The sea had always been Elira's first teacher.

It taught her patience when the tide receded, leaving the sand barren, only to return with treasures of shell and driftwood. It taught her humility when storms roared against the cliffs, sweeping away boats and homes with equal hunger. And it taught her healing, for the sea's salt drew poison from wounds and its herbs, stubborn in the rocky soil, carried remedies stronger than any grown inland.

Elira walked the familiar cliffside path that morning, a basket hooked at her arm. The dawn was overcast, clouds low and heavy, the horizon blurred in shades of pewter and violet. Wind tugged at her dark braid and nipped at the edge of her shawl. She bent to pluck a sprig of sea-lavender from a crack in the stone and tucked it into her pouch beside comfrey leaves.

Below, the waves foamed white against the sand. The gulls cried overhead, but not their usual lazy squawks. These were sharp, frantic circles, the kind they made when the sea had delivered something unusual.

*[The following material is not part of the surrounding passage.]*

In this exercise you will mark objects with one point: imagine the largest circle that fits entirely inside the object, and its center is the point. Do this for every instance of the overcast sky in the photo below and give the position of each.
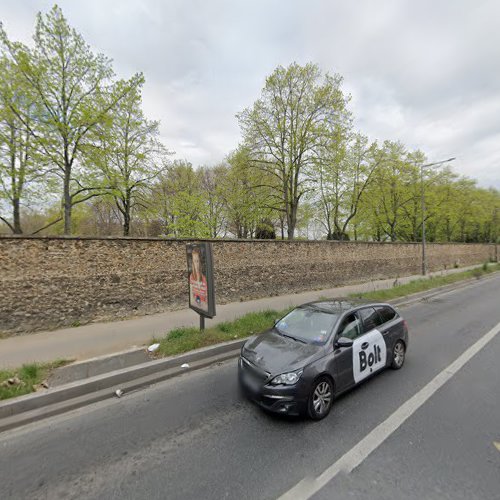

Elira's steps faltered. Her gaze followed the gulls, and there — a dark shape sprawled where the tide met the sand.

Her pulse quickened.

At first, she thought it a log, thrown up by last night's storm. But driftwood did not glint silver, and the gulls did not circle driftwood.

Her basket slipped from her arm, spilling herbs across the wet grass, forgotten. She scrambled down the narrow goat trail, her boots skidding against loose shale, hands scraping raw against stone. She slid the last stretch, landing hard on the damp sand, and ran to the figure.

A man.

He lay half-buried in wet sand, cloak torn and clinging like seaweed to his body. Blood streaked the fabric, dark against waterlogged wool. His sword — gods, a sword unlike any she had seen in this village of fishers and net-menders — gleamed silver even dulled with salt.

Elira dropped to her knees beside him, fingers trembling as she pressed them to his throat. A beat answered her, faint but steady. His chest rose and fell in shallow, uneven breaths. Relief surged through her.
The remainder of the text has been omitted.